MarTech Landscape: What’s the difference between a data warehouse and a data lake?
For marketers, the difference is more than just the choice of metaphors.
It might seem odd to ask a marketer if they’d like their data in something described metaphorically as a building or a body of water.
In this article, part of our MarTech Landscape Series, we look at the characteristics of these two types of massive data storage.
Digital marketers are increasingly working with big data, the huge amounts of raw information pouring from social media, contact centers, online behavioral tracking and other sources. And two of the most common kinds of storage for large amounts of data are “data warehouses” and “data lakes.”
While marketers obviously involve IT in storage decisions, it’s helpful to understand the capabilities and costs of your systems by understanding the data storage employed.

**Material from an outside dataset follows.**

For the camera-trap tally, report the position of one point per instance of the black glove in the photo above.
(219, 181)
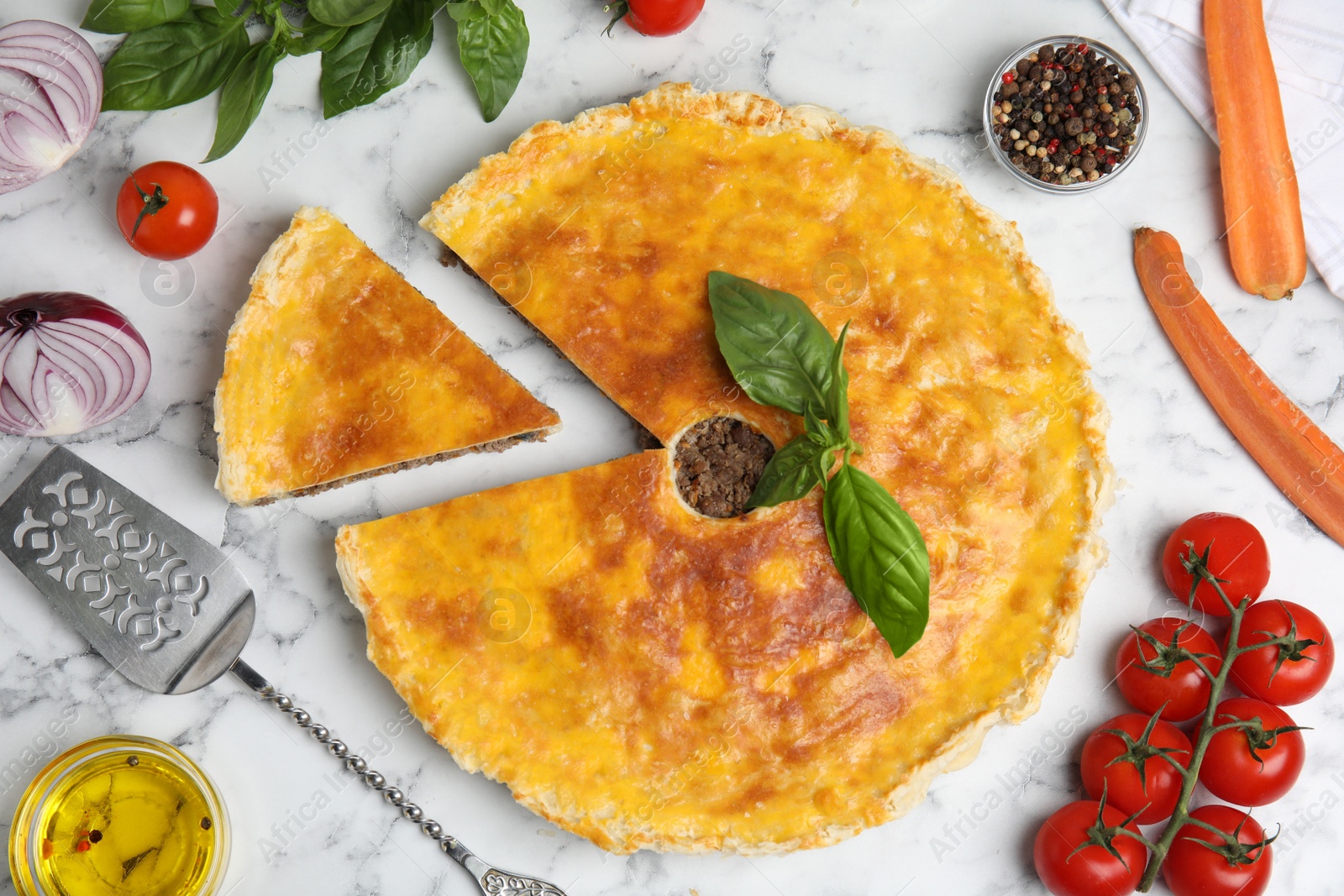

A data warehouse provides storage for data that is typically structured for databases as it enters, and the data often comes from operational systems — transactions, customer records, human resources, customer relationship management systems, enterprise resource planning systems and so on. The data is usually sifted and prepared carefully before stored in a warehouse, which is often the preferred mechanism if the information is legally binding and needs to be traceable.
A warehouse can store unstructured data like body cam footage from police officers, said James D’Arezzo, CEO of storage performance provider Condusiv Technologis. Even though that kind of data is not typically structured for a database, it can enter as a list of files. But, like the physical structures they are named after, data warehouses are designed primarily for storing data that is properly sorted, filtered and packaged when it enters.
As the names imply, data lakes are more amorphous than warehouses. They store all kinds of data from any sources, including video feeds, audio streams, facial recognition data, social media posts, and the like.
Lakes sometimes use artificial intelligence to characterize the inflowing data, such as naming it, but the formatting, processing and management of the data is usually undertaken when it is exported for a given need, not before it is stored. While warehouses are typically much more discriminating in what kinds of data they allow in, lakes accept virtually everything.
Although lakes aren’t necessarily faster for accepting or processing data, D’Arezzo told me, their data managers don’t have to create structures and incoming criteria to accept the data. For a marketer, he added, lakes mean a greater depth and breadth of data sources than in a warehouse.
Why this matters to marketers
Data management systems can employ both warehouses and lakes, or they might focus on one type or another. D’Arezzo recommends that marketers understand the kind of storage where their data lives, the analytical tools available, the integration with systems that can act on the data, costs, any performance issues, and whether the storage resides on the company’s physical premises, in the public cloud, in the company’s private cloud, or in some combination.
In terms of costs, data preparation before storage for a warehouse can be expensive and time-consuming, and warehouses traditionally have stored their huge amounts of data on cheap but slow magnetic tape, while lakes often use commodity drives.
D’Arezzo also notes that, sometimes, marketers don’t actually know what they want to do with the data before it is stored, so it might be limiting or difficult to prepare it for an unknown purpose. Facial recognition data, social posts or data from Internet of Things devices, he said, can fall into that category, in which it might be better to store first and decide later.
Warehouse vendors include IBM, Google, Microsoft, Teradata, SAP, while some lake vendors are AWS, Microsoft, Informatica, and Teradata.